How do you produce text from a text generation model

We use the pytorch and transformers (from huggingface) libraries to run our transformers models.

First, we import the libraries required

import torch
from transformers import AutoTokenizer, AutoModelForCausalLM, BitsAndBytesConfig

We create the model and the tokenizer (see Tokens). You can find a lot of models on the Hugging Face website.

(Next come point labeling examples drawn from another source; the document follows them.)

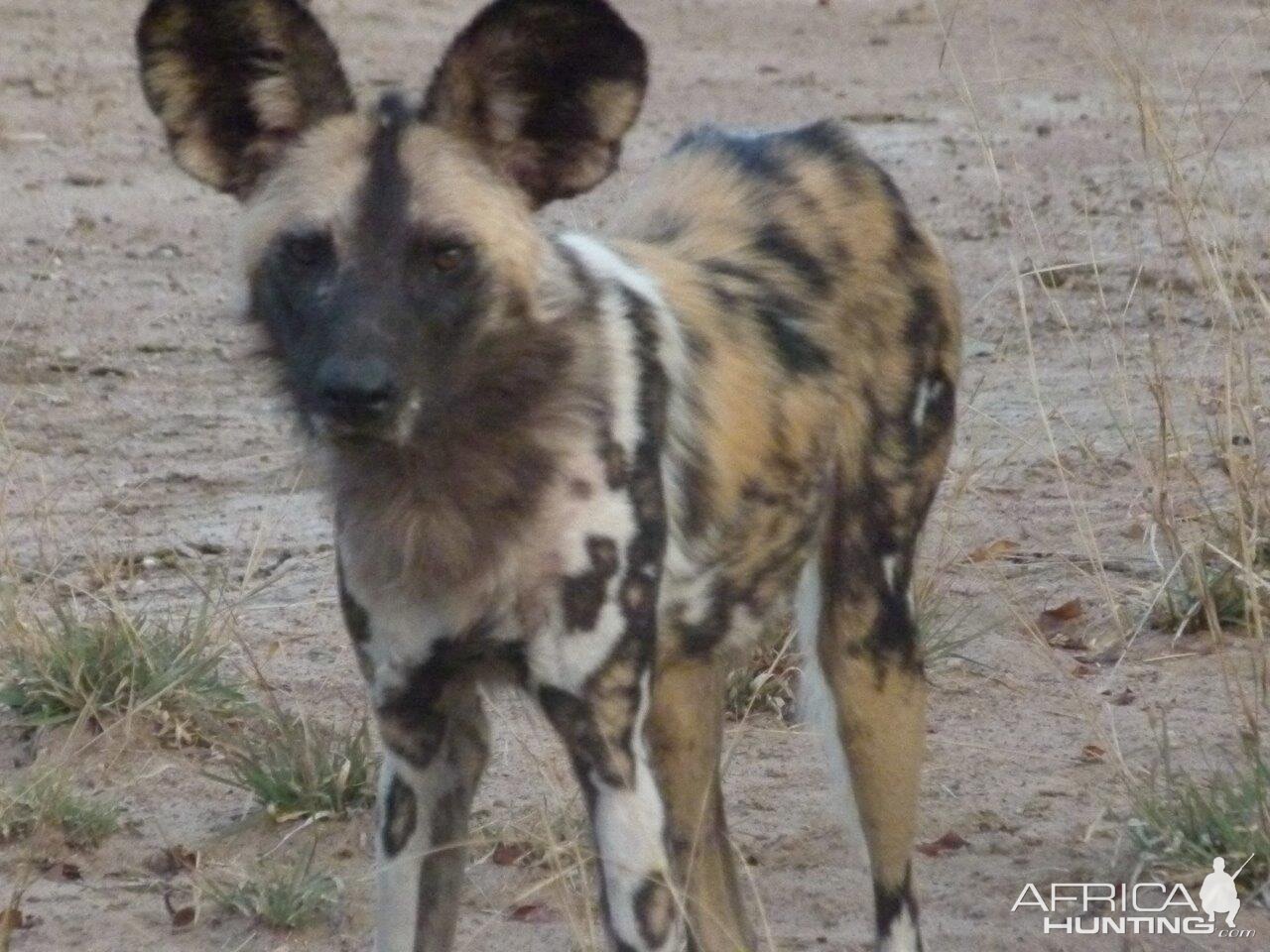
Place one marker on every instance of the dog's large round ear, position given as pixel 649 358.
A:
pixel 236 81
pixel 545 89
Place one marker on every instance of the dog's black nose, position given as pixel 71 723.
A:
pixel 356 389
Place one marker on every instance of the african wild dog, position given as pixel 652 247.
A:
pixel 590 468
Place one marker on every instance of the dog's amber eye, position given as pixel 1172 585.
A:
pixel 448 259
pixel 308 249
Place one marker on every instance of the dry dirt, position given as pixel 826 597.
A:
pixel 134 421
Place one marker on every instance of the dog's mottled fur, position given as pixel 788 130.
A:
pixel 592 468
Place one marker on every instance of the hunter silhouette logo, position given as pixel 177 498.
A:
pixel 1218 892
pixel 1138 909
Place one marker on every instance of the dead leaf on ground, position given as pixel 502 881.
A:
pixel 1069 611
pixel 947 843
pixel 997 548
pixel 172 861
pixel 1121 698
pixel 509 853
pixel 531 912
pixel 181 916
pixel 13 919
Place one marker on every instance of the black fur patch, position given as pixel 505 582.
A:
pixel 583 595
pixel 382 202
pixel 648 544
pixel 399 819
pixel 890 901
pixel 356 619
pixel 826 140
pixel 548 58
pixel 779 243
pixel 413 719
pixel 756 154
pixel 222 54
pixel 574 721
pixel 778 312
pixel 780 316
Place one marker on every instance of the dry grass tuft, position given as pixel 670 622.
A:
pixel 73 666
pixel 48 800
pixel 298 769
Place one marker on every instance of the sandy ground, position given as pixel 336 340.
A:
pixel 134 421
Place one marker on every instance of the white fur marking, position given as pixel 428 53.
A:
pixel 889 563
pixel 903 933
pixel 928 391
pixel 818 707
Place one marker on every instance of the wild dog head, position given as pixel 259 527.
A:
pixel 390 253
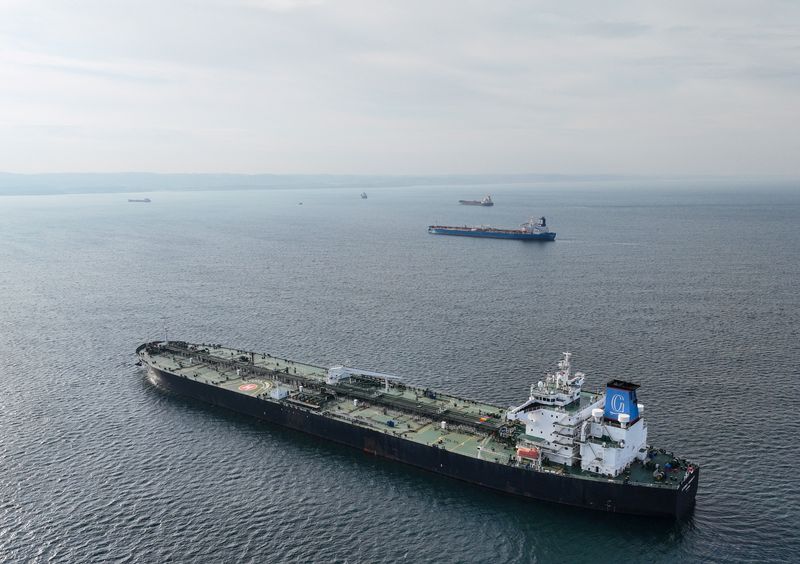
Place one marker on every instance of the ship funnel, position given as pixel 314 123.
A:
pixel 621 399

You can also specify a folder as the model_name to load a model from your computer.

model_name = "Salesforce/codegen2-1B" # name of the mode

# We use the metal backend as we are mac users.
# You can use "cpu" to run on the cpu
# or "cuda" if you have nvidia
device = "mps"

# We load the model
tokenizer = AutoTokenizer.from_pretrained(model_name, device=device)
model = AutoModelForCausalLM.from_pretrained(model_name, trust_remote_code=True).to("mps")

We can then write a function to use the network.

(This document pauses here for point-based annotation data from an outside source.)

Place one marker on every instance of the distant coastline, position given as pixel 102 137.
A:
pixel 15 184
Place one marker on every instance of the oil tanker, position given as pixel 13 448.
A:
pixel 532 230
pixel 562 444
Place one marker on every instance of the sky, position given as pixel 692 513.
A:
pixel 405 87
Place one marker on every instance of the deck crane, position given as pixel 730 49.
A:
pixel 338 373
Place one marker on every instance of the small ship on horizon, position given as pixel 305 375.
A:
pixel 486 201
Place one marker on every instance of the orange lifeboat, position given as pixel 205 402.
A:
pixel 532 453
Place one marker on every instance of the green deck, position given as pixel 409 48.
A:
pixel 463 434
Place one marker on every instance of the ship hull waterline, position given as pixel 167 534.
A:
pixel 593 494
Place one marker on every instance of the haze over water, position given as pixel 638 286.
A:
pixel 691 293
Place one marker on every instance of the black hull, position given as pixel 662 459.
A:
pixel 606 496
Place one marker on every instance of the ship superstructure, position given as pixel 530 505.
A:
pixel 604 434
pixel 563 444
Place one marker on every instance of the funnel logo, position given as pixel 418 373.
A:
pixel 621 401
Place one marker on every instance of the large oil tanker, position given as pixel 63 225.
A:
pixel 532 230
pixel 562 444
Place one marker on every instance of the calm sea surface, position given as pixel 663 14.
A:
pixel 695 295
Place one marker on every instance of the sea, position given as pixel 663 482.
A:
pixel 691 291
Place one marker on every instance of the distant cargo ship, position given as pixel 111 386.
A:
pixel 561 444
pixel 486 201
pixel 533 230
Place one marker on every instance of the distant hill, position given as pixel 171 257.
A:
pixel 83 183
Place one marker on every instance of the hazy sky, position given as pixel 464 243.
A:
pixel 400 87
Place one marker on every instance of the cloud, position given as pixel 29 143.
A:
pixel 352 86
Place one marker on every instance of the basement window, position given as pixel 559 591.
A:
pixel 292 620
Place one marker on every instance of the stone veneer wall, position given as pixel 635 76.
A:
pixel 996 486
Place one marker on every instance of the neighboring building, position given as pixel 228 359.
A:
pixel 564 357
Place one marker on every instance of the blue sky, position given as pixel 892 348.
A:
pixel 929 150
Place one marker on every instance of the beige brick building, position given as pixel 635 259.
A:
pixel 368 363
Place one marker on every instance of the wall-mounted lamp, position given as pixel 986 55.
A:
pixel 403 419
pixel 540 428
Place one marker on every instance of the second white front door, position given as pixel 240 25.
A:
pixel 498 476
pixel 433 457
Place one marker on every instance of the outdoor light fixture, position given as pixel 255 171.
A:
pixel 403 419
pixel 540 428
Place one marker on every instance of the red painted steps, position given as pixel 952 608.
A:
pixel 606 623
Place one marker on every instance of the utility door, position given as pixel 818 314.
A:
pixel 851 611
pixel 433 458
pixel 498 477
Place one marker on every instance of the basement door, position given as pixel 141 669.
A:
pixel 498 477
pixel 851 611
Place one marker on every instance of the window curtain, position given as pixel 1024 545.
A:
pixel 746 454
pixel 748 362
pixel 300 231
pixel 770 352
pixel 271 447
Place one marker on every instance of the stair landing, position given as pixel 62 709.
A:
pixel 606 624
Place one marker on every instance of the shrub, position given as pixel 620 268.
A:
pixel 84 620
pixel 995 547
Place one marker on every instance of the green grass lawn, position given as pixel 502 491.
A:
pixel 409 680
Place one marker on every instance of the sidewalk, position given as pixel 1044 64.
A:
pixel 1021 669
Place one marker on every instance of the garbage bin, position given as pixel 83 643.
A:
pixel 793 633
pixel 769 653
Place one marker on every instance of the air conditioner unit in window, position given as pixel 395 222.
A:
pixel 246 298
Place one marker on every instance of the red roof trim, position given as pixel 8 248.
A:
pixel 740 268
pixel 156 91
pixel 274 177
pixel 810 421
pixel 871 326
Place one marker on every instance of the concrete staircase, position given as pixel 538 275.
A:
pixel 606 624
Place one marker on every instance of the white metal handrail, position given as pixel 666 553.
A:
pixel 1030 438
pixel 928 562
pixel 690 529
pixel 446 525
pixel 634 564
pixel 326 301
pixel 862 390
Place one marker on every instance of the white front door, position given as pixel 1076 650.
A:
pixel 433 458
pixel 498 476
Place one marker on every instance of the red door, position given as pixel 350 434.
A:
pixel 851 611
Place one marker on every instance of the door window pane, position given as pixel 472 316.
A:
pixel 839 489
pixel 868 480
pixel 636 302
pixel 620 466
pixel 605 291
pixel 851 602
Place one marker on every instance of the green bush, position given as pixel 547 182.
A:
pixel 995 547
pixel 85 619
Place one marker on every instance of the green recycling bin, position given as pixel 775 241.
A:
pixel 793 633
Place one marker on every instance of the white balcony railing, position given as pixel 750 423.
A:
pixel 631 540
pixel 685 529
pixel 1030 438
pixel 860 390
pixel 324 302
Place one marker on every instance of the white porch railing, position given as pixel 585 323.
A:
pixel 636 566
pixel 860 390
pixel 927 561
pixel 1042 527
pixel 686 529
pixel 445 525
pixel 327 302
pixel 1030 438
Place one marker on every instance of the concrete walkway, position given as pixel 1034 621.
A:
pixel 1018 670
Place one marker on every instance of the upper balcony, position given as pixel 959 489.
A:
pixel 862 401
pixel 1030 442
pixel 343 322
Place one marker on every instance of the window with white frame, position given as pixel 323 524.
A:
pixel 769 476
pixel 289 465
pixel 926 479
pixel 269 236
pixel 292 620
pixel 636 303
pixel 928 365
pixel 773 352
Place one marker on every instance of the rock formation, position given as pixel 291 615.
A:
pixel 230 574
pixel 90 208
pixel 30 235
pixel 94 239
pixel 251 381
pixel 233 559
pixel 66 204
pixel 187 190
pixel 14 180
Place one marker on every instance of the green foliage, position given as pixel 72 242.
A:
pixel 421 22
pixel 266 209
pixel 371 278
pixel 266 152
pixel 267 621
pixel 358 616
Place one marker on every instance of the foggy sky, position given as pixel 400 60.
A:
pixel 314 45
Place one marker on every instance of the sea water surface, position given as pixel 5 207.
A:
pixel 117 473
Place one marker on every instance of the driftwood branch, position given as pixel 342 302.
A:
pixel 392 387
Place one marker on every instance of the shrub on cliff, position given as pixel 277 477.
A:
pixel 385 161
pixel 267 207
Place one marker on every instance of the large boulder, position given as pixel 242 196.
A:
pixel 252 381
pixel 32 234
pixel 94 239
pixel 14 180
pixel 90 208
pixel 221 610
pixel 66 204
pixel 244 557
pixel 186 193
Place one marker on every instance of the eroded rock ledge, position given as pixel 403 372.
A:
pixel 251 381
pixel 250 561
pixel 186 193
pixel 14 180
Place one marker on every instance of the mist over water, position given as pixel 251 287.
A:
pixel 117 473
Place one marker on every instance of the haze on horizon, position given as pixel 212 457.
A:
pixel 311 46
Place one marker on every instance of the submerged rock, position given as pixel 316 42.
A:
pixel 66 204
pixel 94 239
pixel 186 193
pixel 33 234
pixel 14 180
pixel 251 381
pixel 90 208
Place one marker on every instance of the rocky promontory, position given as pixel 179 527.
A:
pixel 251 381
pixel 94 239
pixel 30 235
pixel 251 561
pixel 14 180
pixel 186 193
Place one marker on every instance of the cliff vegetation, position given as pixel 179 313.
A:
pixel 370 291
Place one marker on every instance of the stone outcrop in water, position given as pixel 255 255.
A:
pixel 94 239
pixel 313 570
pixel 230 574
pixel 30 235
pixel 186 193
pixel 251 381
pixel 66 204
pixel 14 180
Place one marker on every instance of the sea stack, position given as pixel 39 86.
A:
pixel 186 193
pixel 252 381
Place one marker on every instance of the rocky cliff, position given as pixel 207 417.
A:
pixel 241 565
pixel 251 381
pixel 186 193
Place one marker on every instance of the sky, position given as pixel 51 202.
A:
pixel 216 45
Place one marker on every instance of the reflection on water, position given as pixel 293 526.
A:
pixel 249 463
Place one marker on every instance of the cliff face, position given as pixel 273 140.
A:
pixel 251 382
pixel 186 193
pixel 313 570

def generate_text(prompt):
	inputs = tokenizer(prompt, return_tensors="pt").to("mps")
	outputs = model.generate(inputs.input_ids, max_new_tokens=60, attention_mask=inputs.attention_mask, do_sample=True, num_beams=5)
	return tokenizer.decode(outputs[0], skip_special_tokens=True)

Note that we are using Beam search. You can use different parameters in model.generate for different ways of picking the next token.

And we can use the function !

>>> generate_text("function generate")
function generate_key() {
	return openssl_pkey_new(array(
		'private_key_bits' => 1024,
		'private_key_type' => OPENSSL_KEYTYPE_RSA,
	));
}

Here, we used a model with 1 billion parameters that specializes in code generation but you can use the same code to run any hugging face model.